O antropólogo James George Frazer, que dedicou muitas páginas ao estudo do pensamento mágico, falava da lei do contágio segundo a qual uma crença psicológica de que, quando duas pessoas ou coisas entram em contacto, uma ligação persiste, cujos efeitos maléficos só poderão ser anulados através de rituais de purificação ou de esconjuro, ou pela utilização de amuletos. Os sapos de louça poderiam, nesta perspectiva, ser interpretados como fetiches que, representando um animal associado aos rom, teria o poder de enfraquecer os poderes maléficos que lhes são atribuídos. No entanto, estou mais tentado a ver os sapos de louça como subtil manifestação da capacidade humana para criar e manter mal-entendidos. Os portugueses estabeleceram um conjunto de associações confusas entre crenças tradicionais: entre poderes diabólicos e sapos, entre sapos e a prática de bruxaria, entre bruxaria e o povo rom, e acabaram por acreditar que os rom tinham, por misterioso contágio, adquirido o medo de sapos que era anteriormente o medo dos portugueses.

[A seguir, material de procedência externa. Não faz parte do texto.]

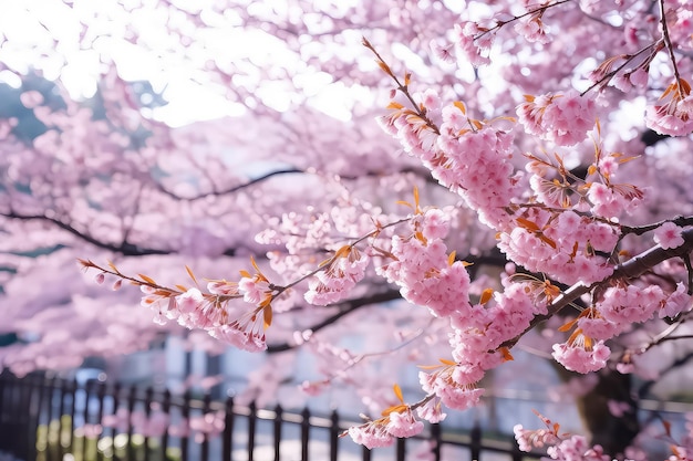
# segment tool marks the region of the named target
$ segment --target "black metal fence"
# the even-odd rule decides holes
[[[436,461],[540,457],[519,452],[511,437],[485,439],[478,427],[448,433],[439,425],[417,439],[368,450],[340,437],[351,423],[335,411],[323,417],[209,395],[0,374],[0,452],[24,461],[63,461],[65,454],[74,461],[404,461],[422,450]]]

O uso de sapos de louça para afastar “ciganos” segundo a crença de que eles teriam medo de sapos reais tornou-se num sinal claro de que quem os coloca em portas de casa e prateleiras de loja tem medo de “ciganos”. Assim, uma pessoa a quem é atribuído o epíteto de “cigano”, ao ver um sapo de louça numa casa ou loja, fica a saber que o seu proprietário é medroso e, porque quem tem medo se pode tornar violento, prefere não entrar para não ser sujeito à agressão por palavras ou actos xenófobos.
 
Que fique claro: não pretendo com este texto convencer nenhum leitor, nem espero ser convencido a colocar sapos de louça no portão de minha casa.